The film’s crazy approach is irresistible often using surreally striking imagery; various gory deaths reminiscent of The Omen, a fun hall-of-mirrors sequence inspired by Enter the Dragon, a copy cad version of the highway scene in Close Encounters, Connors glowing eyes a la Village of the Dammed, mass bird attacks a la Hitchcock’s The Birds, and a whacked out scene in a skating rink that it is as funny as it is fascinating to watch. Think Ice Castles on acid!

The movie looks a bit dated due to some hideous '70s hairdos and fashions but it also has a cool funky '70s music score which is a highlight in a sort of campy way.

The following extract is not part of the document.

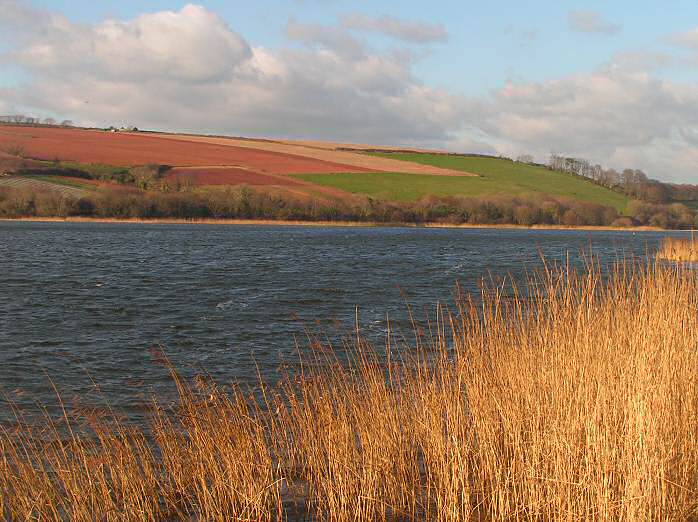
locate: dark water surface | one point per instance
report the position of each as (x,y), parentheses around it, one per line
(82,302)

Shelley Winters is good as an astrologer bible-bashing Mary Poppins, while John Houston is excellent and understated impersonating a babysitter from outer space. Paige Conner goes over the top as a Linda Blair look alike with a southern accent and poor Joanne Nail just reacts to the overwhelming amount of abuse that she is subjected from being gunned down, propelled into a fish tank, artificially inseminated by aliens and thrown down a flight of stairs while being strangled. There is even a 30 second cameo at the end of the film with Italian Superstar Franco Nero as Jesus Christ.

The last half hour of this film is quite suspenseful. Granted, there's not much logic to it, but I was hooked anyway. All in all, The Visitor is a surreal piece of inspired lunacy that is incoherent yet very fun to watch. Give it a chance and dig that groovy '70s style!